Die S3-Leitlinie zur Diagnostik und Therapie der extrakraniellen Karotisstenose wurde aktualisiert. Einige der wichtigsten neuen Empfehlungen wurden im Rahmen des Neuro Update 2021 präsentiert.

Etwa 10-20 % aller zerebralen Ischämien werden durch Stenosen oder Verschlüsse der extrakraniellen Arteria carotis interna (ACI) verursacht. Ihre optimale Behandlung sei daher von essenzieller Bedeutung, erklärte Prof. Dr. Dirk Sander, Chefarzt am Benedictus Krankenhaus Tutzing, der im weiteren verschiedene Neuerungen der S3-Leitlinie zum Management der extrakraniellen Karotisstenose vorstellte [1]. So soll die periprozedurale Schlaganfallrate/Letalität bei TEA (Thrombendarterektomie) oder CAS (Carotid Artery Stenting ) so gering wie möglich sein und fachneurologisch kontrolliert werden. Als maximal akzeptable periprozedurale Komplikationsrate bei asymptomatischer Stenose gilt jetzt 2 % (bislang 3 %), bei symptomatischer Stenose 4 % (bislang 6 %).

Die Entscheidung zur Revaskularisation bei hochgradiger asymptomatischer Karotisstenose muss angesichts des geringen Risikos unter einer optimalen medikamentösen Therapie (Best Medical Treatment, BMT) individualisiert, nach einer sorgfältigen Risiko-Nutzen-Abwägung, erfolgen. Für den Eingriff gelten einige Voraussetzungen: Das Operationsrisiko sollte nicht erhöht sein und die Lebenserwartung mindestens fünf Jahre betragen, es sollten mehrere klinische oder bildgebende Befunde vorliegen, die mit einem gesteigerten Schlaganfallrisiko assoziiert sind (Tab. 1, mod. nach [2]), die periprozedurale Komplikationsrate sollte maximal bei 2 % liegen. Sander zufolge könnte das gesteigerte periprozedurale Risiko bei CAS im Vergleich mit TEA möglicherweise durch einen transkarotiden Zugang vermindert werden.

T1 Parameter, die mit höherem Risiko für Ischämie assoziiert sind (TCD = transkranielle Dopplersonografie)
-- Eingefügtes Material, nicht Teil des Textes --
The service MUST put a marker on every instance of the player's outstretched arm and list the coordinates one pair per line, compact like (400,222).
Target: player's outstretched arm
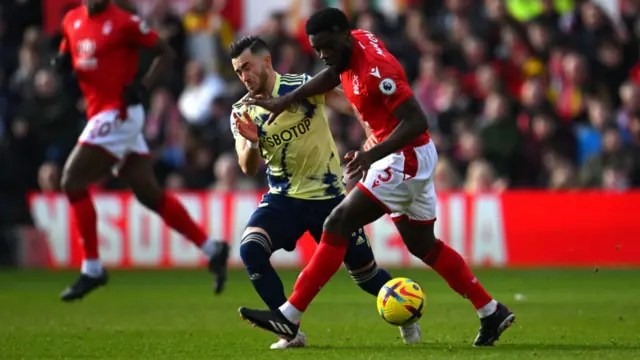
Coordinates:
(320,84)
(413,123)
(247,147)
Therapie der asymptomatischen Karotisstenose

Keyhani et al. verglichen in einer prospektiven Kohortenstudie an 5.221 Patienten mit asymptomatischer Karotisstenose > 50 % über fünf Jahre die Wirksamkeit einer optimalen medikamentösen Therapie versus TEA zur Schlaganfallvermeidung [2]. Das Ergebnis nach Adjustierung für Kofaktoren und nicht vaskuläre Todesursachen: Das Risiko für tödliche oder nicht tödliche Schlaganfälle war in beiden Gruppen vergleichbar und mit einer relativen Risikoreduktion von 6,2 % (95 %-KI: 5,7-9,5 %) unter BMT und 5,4 % (95 %-KI: 4,7-6,2 %) unter TEA nicht signifikant unterschiedlich. Damit sei die absolute Risikoreduktion für einen tödlichen oder nicht tödlichen Schlaganfall durch eine TEA im Vergleich zu BMT weniger als halb so groß, wie die großen Studien zur TEA bei asymptomatischer ACI-Stenose vor 20 Jahren gezeigt hatten, kommentierte Sander: "Die Ergebnisse weisen darauf hin, dass sich unsere medikamentösen Optionen in den letzten Jahren deutlich verbessert haben."
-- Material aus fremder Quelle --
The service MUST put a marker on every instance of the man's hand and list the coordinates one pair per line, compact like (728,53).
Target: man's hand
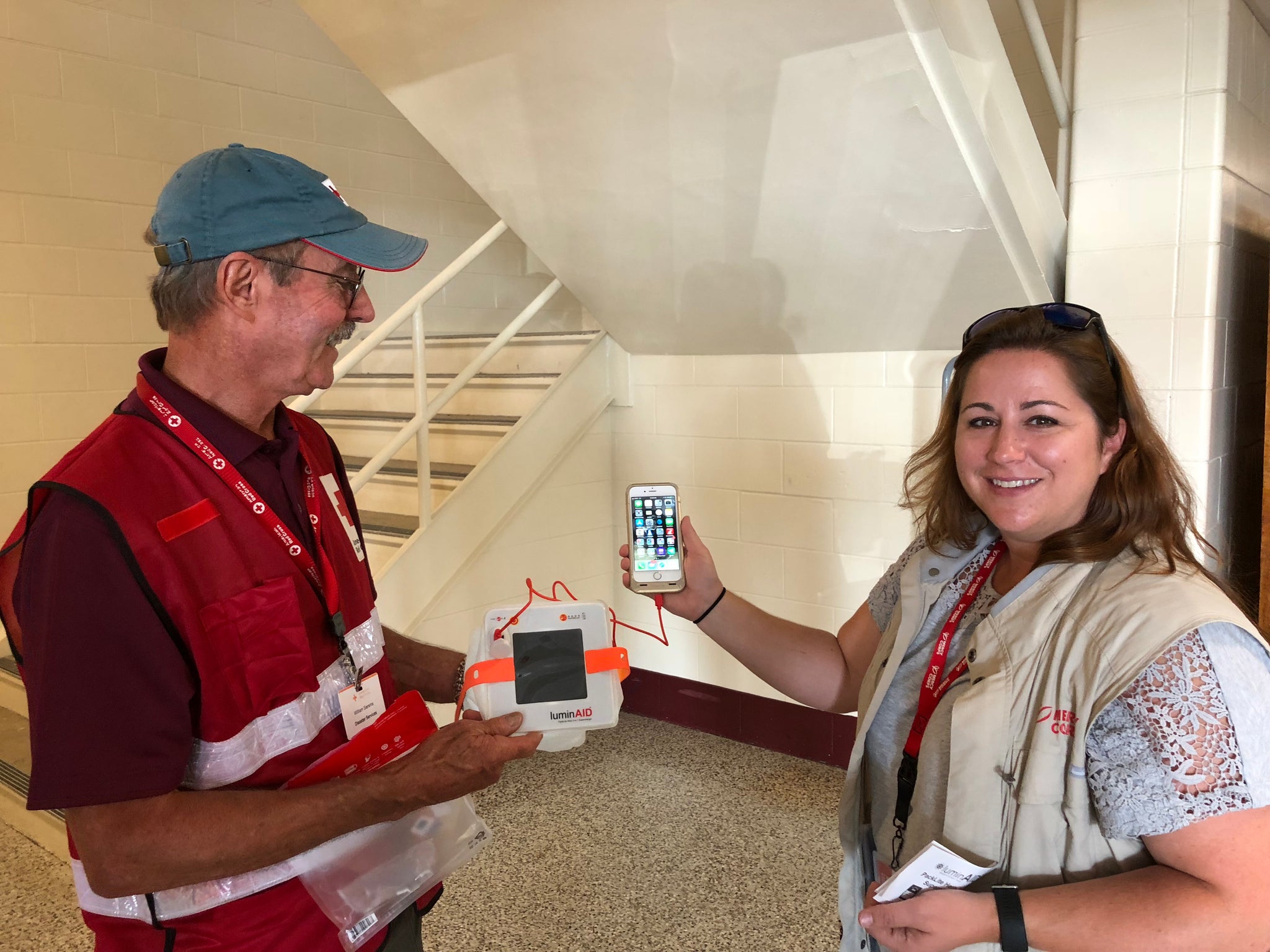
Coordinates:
(934,922)
(463,757)
(701,586)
Leitlinienempfehlungen zum BMT

Für eine optimale konservative Therapie gibt die Leitlinie einige Empfehlungen. Sinnvoll sei bei Patienten mit Karotisstenose eine konsequente Modifikation von Risikofaktoren inklusive Änderungen des Lebensstils mit Nikotinverzicht, gesunder Ernährung und körperlicher Aktivität, als auch die leitliniengerechte Behandlung einer arteriellen Hypertonie und eines Diabetes mellitus. Für die medikamentöse Behandlung wird bei asymptomatischen Stenosen ASS (100 mg/d) empfohlen. Vor CAS sollte eine duale Plättchenhemmung mit ASS (100 mg) und Clopidogrel (75 mg) erfolgen und mindestens drei Monate lang beibehalten werden. Die Behandlung mit Clopidogrel sollte mindestens drei Tage vor dem Eingriff mit 75 mg/Tag oder mit 300 mg am Tag vor dem Eingriff begonnen werden. Zur kardiovaskulären Langzeitprävention sollten Statine eingenommen werden. Entsprechend aktueller Leitlinien soll das LDL-Cholesterin auf < 70 mg/dl beziehungsweise < 50 mg/dl bei Arteriosklerose-Hochrisikopatienten gesenkt werden.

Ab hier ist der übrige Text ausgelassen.